High-end technologies such as IoT and AI rely on large volume of constantly updating patient data. This hunger encourages companies to harvest more data and extract as much value as possible. Today, emerging sensor and tracking-based IoT solutions for healthcare such as connected hospitals or social care infrastructures focus on leveraging patient data to provide smooth, more personalized patient journeys.

For example, Z-Works’s connected hospital allows to automate patient admission and discharge thanks to smart tracking and greatly improves patient experience. While AI-enabled virtual therapist Woebot collects patient data via chat, gradually customizes dialogues and provides highly personalized advice based on patient’s behavioural specifics.

Design of digital tools does not entirely address patient needs

The industry doesn’t experience the shortage of digital products for patient engagement, such as apps for appointment scheduling, medication intake monitoring, symptom tracking. However, the majority of existing mobile and web systems lack personalization and fail to address the needs and requirements of different categories of patients.

Hardly do many mobile apps with simple functionality, say doctor appointment scheduling, adjust to user’s technical skills or abilities. Instead, designers and engineers create individual mobile tools focused on a certain target audience, be it the elderly, children or people with special needs.

This approach works, but seems inefficient in the era or progressing technologies and connected everything. In reality, the industry needs more forward-looking solutions able to equalily address the needs of various user categories and provide personalized patient experience in the omnichannel environment.

What can be done

Patient engagement tools able to leverage personalization and context exist. Often, they are based on such trendy technologies as AI-enabled chatbots and voice assistants. For example, HealthTap Dr. A.I. that operates on various mobile devices and Alexa and applies complex algorithms to adjust its interface to particular user’s needs and context.

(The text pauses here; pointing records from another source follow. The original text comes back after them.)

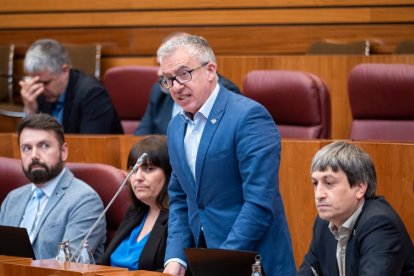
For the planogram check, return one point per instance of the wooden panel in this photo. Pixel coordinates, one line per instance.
(225, 40)
(207, 17)
(333, 69)
(134, 273)
(94, 148)
(53, 5)
(9, 259)
(53, 267)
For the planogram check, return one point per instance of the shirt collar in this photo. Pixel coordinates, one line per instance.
(50, 185)
(349, 223)
(205, 109)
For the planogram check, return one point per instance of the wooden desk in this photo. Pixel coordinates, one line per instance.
(10, 259)
(134, 273)
(52, 267)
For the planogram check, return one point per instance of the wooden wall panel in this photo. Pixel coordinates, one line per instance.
(206, 17)
(81, 5)
(334, 70)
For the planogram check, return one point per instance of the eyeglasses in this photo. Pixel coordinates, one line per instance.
(182, 77)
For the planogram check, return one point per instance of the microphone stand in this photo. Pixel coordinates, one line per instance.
(139, 162)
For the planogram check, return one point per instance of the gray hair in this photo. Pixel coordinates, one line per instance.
(195, 46)
(46, 55)
(352, 160)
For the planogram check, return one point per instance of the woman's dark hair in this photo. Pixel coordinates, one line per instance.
(156, 148)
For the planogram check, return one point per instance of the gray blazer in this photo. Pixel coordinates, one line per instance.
(69, 214)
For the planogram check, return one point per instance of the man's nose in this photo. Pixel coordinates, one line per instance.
(319, 191)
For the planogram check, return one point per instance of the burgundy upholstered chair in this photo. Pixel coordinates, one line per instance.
(299, 102)
(382, 102)
(104, 179)
(11, 176)
(129, 88)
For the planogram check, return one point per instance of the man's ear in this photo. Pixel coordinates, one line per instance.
(212, 71)
(361, 190)
(64, 151)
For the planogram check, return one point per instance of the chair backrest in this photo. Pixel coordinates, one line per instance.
(299, 102)
(129, 88)
(11, 176)
(6, 72)
(104, 179)
(333, 47)
(405, 47)
(86, 57)
(382, 102)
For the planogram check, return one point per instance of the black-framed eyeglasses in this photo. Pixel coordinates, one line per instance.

Though, industry-proven tools in the field are rare. Not surprisingly, the biggest challenge in the design and development of such tools is strongly related to the problems already familiar to the reader - privacy policy restrictions and lack of actionable patient data.

For example, to build a truly efficient chatbot able to adjust conversations to patient’s age, technical skills, health conditions and maneuver the dialogue using previously acquired patient information means to integrate strong NLP capabilities into the system.

Today, well-known NLP engines improve with tremendous pace. To improve, they need user data - patient data in case of healthcare. To get this data, they need authorised access. Here comes the vicious circle.

Therefore, it’s still the matter of time when digital tools for patient engagement, for example, mobile apps, chatbots on Messenger or Alexa Skills, will be able to operate with deep understanding of the context and fully address customer needs.

As you see, three most endorsed and relied upon patient engagement technologies share the same set of problems - restricted access to patient data, outdated regulations and policies and shortage of forward-looking design concepts and capabilities. Fortunately, modern technology synergy is able to bypass these problems and create a new generation of patient engagement tools focused on improved healthcare experience and patient satisfaction.